Part of Advances in Neural Information Processing Systems 33 (NeurIPS 2020)
Lingxiao Huang, K Sudhir, Nisheeth Vishnoi
A panel dataset contains features or observations for multiple individuals over multiple time periods and regression problems with panel data are common in statistics and applied ML. When dealing with massive datasets, coresets have emerged as a valuable tool from a computational, storage and privacy perspective, as one needs to work with and share much smaller datasets. However, results on coresets for regression problems thus far have only been available for cross-sectional data ($N$ individuals each observed for a single time unit) or longitudinal data (a single individual observed for $T>1$ time units), but there are no results for panel data ($N>1$, $T>1$). This paper introduces the problem of coresets to panel data settings; we first define coresets for several variants of regression problems with panel data and then present efficient algorithms to construct coresets of size that are independent of $N$ and $T$, and only polynomially depend on $1/\varepsilon$ (where $\varepsilon$ is the error parameter) and the number of regression parameters.

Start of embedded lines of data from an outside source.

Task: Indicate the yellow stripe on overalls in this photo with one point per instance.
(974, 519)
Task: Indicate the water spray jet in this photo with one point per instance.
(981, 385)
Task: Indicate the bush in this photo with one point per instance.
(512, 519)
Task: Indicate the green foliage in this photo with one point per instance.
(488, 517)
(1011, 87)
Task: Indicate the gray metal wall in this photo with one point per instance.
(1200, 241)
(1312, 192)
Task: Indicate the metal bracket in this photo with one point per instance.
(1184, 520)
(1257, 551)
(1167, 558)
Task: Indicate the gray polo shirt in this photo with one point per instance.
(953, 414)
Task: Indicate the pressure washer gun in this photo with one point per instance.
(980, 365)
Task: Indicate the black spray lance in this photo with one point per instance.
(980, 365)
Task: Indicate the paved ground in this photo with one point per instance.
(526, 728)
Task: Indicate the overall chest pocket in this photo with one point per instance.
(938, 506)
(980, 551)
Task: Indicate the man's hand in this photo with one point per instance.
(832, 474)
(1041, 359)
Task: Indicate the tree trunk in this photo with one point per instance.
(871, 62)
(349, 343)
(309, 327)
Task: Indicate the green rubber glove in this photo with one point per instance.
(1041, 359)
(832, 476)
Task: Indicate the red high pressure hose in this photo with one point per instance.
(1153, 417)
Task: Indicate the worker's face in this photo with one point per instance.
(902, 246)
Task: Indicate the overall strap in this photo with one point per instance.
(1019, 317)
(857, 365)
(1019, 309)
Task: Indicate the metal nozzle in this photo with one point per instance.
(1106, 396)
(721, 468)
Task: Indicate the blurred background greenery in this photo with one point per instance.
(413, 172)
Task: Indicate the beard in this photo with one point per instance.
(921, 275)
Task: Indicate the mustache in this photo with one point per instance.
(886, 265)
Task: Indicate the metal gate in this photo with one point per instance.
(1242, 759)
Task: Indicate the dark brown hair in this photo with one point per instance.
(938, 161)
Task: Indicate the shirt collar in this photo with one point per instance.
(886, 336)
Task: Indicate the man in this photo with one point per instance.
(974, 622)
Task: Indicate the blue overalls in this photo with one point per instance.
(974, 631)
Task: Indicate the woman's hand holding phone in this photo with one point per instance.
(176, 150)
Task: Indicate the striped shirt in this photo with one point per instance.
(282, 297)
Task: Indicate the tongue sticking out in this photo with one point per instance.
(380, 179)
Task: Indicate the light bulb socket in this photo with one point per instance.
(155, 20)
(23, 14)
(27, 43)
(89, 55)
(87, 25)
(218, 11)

Our approach is based on the Feldman-Langberg framework in which a key step is to upper bound the “total sensitivity” that is roughly the sum of maximum influences of all individual-time pairs taken over all possible choices of regression parameters. Empirically, we assess our approach with a synthetic and a real-world datasets; the coreset sizes constructed using our approach are much smaller than the full dataset and coresets indeed accelerate the running time of computing the regression objective.